NIC bonding is nice for a small network, but routed networks might
have advantages from this. This is not something I feel that I need,
but I am sure it would be an advantage for some other users. This could
possibly be of help in geo-replication setups for example.
Not sure what routedness has to do with this. If you need route failover
this is probably something best done by having a HA/cluster service
change the routing table accordingly.
-Ability to have the storage nodes autosync themselves.
In our setup the normal nodes have 2x1Gbit connections while the
storage boxes have 2x10Gbit connections, so having the storage
boxes use their own bandwidth and resources to sync would be nice.
Sounds like you want server-side rather than client-side replication.
You could do this by using afr/replicate on the servers, and export via
NFS to the clients. Have failover handled as for any normal NFS server.
We have considered this, and might decide to go down this route
eventually, however it seems strange that this can not also be done
using the native client.
Is the current NFS wheel not quite round enough for you? ;)
The fact that each client writes to both servers is fine, but the
fact that the clients needs to do the re-sync work whenever the
storage nodes are out of sync (one of them rebooted for example)
seems strange and feels very unreliable especially since this is
a manual operation.
There is a plan C, though. You can make the servers also clients. You
can then have a process that does "ls -laR" periodically or upon failure.
-An ability for the clients to subscribe to metadata updates for
a specific directory would also be nice, so that it can cache that
folders stats while working there and still know that it will not
miss any changes. This would perhaps increase overhead in large
clusters but could improve performance by a lot in clusters where
several nodes work in the same folder (mail spool folder for example).
You have a shared mail spool on your nodes? How do you avoid race
conditions on deferred mail?
Several nodes can deliver mails to the spool folder, and dedicated queue
runners will pick them up and deliver them to local and/or remote hosts.
I am not certain what race conditions you are referring to, but locking
should make sure no more than one queue runner touches the file at one
time. Am I missing something?
Are you sure your MTA applies locks suitably? I wouldn't bet on it.
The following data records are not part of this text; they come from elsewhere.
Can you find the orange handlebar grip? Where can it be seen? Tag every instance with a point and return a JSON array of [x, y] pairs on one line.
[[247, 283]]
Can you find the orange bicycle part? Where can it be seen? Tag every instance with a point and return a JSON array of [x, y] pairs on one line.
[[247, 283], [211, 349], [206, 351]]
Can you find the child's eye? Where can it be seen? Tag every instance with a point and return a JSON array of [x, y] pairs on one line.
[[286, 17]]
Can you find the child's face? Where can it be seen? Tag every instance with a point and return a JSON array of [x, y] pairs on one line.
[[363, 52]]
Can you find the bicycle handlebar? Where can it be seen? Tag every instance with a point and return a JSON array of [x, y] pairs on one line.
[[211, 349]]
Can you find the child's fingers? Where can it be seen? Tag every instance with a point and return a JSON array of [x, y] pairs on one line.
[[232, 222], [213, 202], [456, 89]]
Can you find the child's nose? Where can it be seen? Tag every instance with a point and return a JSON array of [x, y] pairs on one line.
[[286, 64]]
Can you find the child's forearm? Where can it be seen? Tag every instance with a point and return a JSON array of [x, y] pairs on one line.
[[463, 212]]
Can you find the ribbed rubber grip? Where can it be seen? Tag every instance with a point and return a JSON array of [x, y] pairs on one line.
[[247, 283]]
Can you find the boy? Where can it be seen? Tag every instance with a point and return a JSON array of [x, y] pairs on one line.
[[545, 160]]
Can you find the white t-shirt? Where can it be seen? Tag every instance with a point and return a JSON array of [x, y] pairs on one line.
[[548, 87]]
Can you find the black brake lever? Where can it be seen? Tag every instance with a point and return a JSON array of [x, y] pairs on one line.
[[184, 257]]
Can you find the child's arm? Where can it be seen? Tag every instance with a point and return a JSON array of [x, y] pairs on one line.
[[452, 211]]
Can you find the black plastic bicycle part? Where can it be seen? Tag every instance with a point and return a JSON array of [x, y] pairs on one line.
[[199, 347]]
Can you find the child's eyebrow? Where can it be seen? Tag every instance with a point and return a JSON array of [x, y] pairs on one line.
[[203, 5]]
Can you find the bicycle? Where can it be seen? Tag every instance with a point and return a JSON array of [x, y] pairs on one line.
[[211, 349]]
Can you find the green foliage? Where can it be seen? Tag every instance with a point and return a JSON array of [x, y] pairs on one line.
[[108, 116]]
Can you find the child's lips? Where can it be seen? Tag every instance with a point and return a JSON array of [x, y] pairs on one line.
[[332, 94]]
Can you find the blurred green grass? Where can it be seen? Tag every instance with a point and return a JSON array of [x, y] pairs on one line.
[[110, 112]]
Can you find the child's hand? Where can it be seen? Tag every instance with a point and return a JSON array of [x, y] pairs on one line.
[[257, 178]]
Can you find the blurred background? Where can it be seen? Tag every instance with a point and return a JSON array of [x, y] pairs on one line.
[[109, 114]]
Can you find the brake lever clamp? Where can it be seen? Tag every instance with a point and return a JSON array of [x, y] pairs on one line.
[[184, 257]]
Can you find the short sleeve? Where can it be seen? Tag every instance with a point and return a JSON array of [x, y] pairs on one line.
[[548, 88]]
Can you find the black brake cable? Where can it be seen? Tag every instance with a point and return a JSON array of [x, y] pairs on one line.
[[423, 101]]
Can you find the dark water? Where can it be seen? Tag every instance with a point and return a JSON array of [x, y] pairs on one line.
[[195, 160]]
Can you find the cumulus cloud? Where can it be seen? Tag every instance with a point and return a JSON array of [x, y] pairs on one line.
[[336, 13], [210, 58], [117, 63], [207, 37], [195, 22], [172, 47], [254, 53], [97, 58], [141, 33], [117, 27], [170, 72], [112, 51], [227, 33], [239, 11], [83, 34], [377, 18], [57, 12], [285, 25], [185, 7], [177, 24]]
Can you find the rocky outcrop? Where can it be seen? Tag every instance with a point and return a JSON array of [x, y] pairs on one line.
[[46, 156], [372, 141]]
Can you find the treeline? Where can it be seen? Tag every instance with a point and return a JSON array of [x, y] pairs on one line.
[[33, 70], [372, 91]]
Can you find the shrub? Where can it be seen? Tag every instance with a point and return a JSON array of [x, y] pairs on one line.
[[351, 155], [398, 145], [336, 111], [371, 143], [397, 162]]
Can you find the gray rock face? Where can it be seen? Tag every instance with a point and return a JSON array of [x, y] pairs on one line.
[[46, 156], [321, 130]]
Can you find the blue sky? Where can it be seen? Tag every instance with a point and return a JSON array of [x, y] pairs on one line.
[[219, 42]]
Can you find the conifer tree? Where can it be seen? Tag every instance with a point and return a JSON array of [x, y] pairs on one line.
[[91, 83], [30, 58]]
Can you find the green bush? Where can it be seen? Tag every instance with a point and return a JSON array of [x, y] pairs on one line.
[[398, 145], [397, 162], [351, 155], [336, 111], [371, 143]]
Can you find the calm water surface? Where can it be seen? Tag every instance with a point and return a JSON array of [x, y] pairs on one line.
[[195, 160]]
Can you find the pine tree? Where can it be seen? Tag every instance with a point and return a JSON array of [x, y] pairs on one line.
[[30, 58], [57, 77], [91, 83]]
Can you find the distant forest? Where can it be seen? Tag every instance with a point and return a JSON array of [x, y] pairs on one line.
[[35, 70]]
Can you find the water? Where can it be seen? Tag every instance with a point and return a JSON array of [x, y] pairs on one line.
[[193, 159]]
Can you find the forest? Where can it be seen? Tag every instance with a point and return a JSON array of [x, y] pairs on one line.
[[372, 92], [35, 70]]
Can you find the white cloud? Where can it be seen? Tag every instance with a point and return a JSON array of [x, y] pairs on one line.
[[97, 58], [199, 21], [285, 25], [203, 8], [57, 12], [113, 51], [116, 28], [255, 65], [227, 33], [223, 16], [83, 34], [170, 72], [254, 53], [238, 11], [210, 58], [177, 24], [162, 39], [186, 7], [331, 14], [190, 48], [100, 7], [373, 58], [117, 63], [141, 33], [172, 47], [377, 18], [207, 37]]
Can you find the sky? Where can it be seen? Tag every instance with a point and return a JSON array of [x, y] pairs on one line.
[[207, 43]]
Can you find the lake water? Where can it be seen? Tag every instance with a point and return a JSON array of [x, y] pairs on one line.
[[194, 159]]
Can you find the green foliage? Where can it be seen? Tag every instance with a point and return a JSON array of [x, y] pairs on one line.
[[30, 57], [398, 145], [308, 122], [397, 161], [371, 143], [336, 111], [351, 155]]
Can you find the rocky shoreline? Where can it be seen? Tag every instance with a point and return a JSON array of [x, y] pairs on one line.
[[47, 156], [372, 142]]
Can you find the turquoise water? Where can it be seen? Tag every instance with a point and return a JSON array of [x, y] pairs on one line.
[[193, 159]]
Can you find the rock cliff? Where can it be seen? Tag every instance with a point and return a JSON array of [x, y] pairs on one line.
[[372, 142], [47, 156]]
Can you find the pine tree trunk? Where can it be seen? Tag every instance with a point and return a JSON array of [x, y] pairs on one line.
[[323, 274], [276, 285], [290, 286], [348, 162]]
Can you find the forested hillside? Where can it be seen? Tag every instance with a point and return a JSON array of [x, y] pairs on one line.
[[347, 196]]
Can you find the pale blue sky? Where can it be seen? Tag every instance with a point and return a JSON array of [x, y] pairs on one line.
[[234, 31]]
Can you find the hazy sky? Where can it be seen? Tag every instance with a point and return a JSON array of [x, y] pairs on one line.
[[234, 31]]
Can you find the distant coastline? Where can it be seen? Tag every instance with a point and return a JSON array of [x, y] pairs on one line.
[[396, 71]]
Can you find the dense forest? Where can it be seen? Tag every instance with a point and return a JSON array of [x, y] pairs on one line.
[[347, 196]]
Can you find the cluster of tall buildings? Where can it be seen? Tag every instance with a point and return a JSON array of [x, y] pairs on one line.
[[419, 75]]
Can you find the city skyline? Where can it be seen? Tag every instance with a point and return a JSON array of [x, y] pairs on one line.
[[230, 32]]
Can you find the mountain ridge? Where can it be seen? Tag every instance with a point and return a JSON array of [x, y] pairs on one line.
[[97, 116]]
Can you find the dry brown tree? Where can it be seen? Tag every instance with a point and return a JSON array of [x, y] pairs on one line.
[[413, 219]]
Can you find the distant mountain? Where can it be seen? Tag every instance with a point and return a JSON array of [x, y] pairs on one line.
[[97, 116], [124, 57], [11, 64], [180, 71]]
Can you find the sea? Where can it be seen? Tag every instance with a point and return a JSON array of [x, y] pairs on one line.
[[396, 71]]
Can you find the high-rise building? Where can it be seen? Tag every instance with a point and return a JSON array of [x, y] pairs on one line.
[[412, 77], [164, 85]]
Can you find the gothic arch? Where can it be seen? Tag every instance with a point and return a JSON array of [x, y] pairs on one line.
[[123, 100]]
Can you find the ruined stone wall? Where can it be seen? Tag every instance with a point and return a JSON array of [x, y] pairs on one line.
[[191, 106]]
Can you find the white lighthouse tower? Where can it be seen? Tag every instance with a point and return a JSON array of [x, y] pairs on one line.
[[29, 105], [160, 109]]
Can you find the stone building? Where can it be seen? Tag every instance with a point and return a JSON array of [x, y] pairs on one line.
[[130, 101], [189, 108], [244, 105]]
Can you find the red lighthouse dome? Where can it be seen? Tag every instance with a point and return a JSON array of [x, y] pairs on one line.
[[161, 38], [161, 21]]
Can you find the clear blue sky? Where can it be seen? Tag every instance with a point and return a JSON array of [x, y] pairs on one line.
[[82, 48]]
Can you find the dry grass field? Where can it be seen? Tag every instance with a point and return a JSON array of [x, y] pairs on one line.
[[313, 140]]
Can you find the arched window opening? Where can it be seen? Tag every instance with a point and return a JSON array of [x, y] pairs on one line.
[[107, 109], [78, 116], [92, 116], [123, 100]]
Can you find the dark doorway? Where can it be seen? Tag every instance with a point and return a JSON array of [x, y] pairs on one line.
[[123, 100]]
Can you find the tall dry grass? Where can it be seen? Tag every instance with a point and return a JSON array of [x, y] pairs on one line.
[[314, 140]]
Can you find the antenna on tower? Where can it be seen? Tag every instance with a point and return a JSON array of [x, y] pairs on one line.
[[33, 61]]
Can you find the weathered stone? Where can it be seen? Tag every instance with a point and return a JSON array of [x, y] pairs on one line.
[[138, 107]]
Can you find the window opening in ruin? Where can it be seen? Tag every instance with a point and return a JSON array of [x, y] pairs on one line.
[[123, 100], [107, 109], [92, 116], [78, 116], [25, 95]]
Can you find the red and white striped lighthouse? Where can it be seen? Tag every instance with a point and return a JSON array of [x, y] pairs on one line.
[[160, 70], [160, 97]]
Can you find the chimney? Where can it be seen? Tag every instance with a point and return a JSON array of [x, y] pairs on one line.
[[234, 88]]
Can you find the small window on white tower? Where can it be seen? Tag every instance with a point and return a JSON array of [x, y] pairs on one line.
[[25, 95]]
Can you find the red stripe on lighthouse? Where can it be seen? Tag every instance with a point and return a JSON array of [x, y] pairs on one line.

I
would expect that most of them assume unshared spools. Also remember
that locking is a _major_ performance bottleneck when it comes to
cluster file systems. Multiple nodes doing locking and r/w in the same
directory will have an inverse scaling impact on performance, especially
on small I/O such as you are likely to experience on a mail spool.
If there is no file locking you will likely see non-deterministic
multiple sending of mail, especially deferred mail. Depending on how
your MTA produces mail spool file names, you may see non-deterministic
silent clobbering, too, if it doesn't do parent directory locking on
file creation/deletion.
If there is locking, you will likely see that the performance starts to
reduce as you add more servers due to lock contention.
Gordan